Procedural characteristics improved over time in our study. Several techniques allowed to optimize the workflow. For precise delimitation of the veno-atrial junction, we used the “swing-fall” technique as previously described [19]. Regarding testing for PVI isolation, the operator has to be familiar with several pitfalls: First, to avoid poor catheter-tissue contact when testing for exit block and to carefully assess for local capture, the force-vector orientation displayed on the Carto3 system is helpful (see Fig. 3, central illustration). Second, far-field potentials from the LA appendage or superior vena cava can be differentiated by the morphology of the local EGM, by reducing pacing output and by assessing timing measurements from the local EGM to the beginning of the surface P-wave. Importantly, residual PV gaps were present in a minority of patients after initial delivery of PV and the number of residual gaps after first circumferential PVI significantly decreased over time. Regarding quick and precise localization of residual gaps, we recommend assessing for residual conduction along the intervenous carinal tissue and anterior ridge of the LSPV, which accounted for 48% of all gaps in this cohort. In the remaining cases, assessing earliest timing of the PVP in sinus rhythm is usually sufficient to identify residual conduction gaps.
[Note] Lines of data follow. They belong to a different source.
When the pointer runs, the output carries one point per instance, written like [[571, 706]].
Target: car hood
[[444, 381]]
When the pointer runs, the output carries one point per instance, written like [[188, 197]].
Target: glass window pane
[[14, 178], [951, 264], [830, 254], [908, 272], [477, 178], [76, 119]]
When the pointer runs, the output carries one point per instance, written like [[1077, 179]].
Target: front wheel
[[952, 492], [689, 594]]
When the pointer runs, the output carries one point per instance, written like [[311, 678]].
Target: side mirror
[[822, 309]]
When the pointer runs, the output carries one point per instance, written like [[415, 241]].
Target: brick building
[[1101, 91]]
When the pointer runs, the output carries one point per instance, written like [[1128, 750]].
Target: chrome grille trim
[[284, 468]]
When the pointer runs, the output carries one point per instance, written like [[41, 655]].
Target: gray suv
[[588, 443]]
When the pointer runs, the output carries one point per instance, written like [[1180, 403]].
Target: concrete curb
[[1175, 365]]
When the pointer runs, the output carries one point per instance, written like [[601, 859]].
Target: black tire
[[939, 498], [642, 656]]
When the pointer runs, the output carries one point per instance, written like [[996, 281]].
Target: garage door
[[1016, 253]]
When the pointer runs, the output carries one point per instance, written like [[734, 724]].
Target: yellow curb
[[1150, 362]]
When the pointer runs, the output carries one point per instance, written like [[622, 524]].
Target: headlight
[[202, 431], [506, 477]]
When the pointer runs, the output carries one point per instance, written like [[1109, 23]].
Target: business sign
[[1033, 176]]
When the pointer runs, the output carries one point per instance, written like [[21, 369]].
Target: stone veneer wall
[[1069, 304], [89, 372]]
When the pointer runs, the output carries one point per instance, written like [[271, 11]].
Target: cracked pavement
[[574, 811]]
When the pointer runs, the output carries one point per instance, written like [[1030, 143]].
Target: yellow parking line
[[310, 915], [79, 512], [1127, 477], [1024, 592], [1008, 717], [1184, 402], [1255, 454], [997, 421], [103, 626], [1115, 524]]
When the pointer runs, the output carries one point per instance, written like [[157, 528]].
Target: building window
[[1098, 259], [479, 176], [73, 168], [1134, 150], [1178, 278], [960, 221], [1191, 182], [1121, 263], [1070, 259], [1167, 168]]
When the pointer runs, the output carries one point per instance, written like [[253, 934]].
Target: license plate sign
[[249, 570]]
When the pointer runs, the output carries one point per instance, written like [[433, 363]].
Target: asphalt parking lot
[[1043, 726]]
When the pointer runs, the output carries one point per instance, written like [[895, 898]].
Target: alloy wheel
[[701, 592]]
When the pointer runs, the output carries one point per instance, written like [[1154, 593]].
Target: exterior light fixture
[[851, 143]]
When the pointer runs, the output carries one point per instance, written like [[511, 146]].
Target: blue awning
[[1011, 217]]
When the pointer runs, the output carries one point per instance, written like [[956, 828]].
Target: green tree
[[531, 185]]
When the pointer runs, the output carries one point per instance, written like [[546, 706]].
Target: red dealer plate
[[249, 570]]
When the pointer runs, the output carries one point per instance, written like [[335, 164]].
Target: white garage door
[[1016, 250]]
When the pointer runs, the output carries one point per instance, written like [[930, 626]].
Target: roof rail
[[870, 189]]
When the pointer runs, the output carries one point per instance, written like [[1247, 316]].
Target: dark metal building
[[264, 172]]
The ablation catheter is usually easily maneuverable around the PV antra and thus provides the optimal catheter set-up to check for isolation.

5 Limitations

This study should be interpreted in light of certain methodologic limitations. First, this is a retrospective analysis of a prospective database with all ensuing limitations. While the segmentation of the standard group in different phases might help to estimate the impact of the learning curve on procedural efficacy, it does not completely overcome this methodological issue. Second, patients were not randomized to either ablation protocol. However, baseline characteristics were matched well between groups. Third, this is a single-center study, and reproducibility should be analyzed in a multicentric fashion. Fourth, for the HPSD protocol power was set to 35 W at the posterior wall and 50 W at the anterior wall. We did not assess higher power settings such as 60–90 W or higher power settings for the posterior wall. Further research is required to ascertain the optimal power and duration that conveys the maximum potential clinical benefit with the least possible risk. Fifth, several technical novelties could have increased the safety and efficacy of a HPSD approach such as use of esophageal monitoring [29] or protection devices [30], use of a steerable, visualized sheath [31] or use of a contact force-sensing catheter optimized for temperature-controlled RF ablation [28]. Sixth, this study only used a point-by-point technique. A comparison between single-shot devices and current state-of-the-art point-by-point technique using HPSD should be evaluated in a randomized setting.

6 Conclusion

In conclusion, a minimalistic, CMC-free HPSD-guided PVI approach is very efficient, safe, likely cost-saving, and associated with excellent clinical outcomes at 1 year. Prospective studies are required to confirm the reproducibility of the outcomes across a wider range of centers.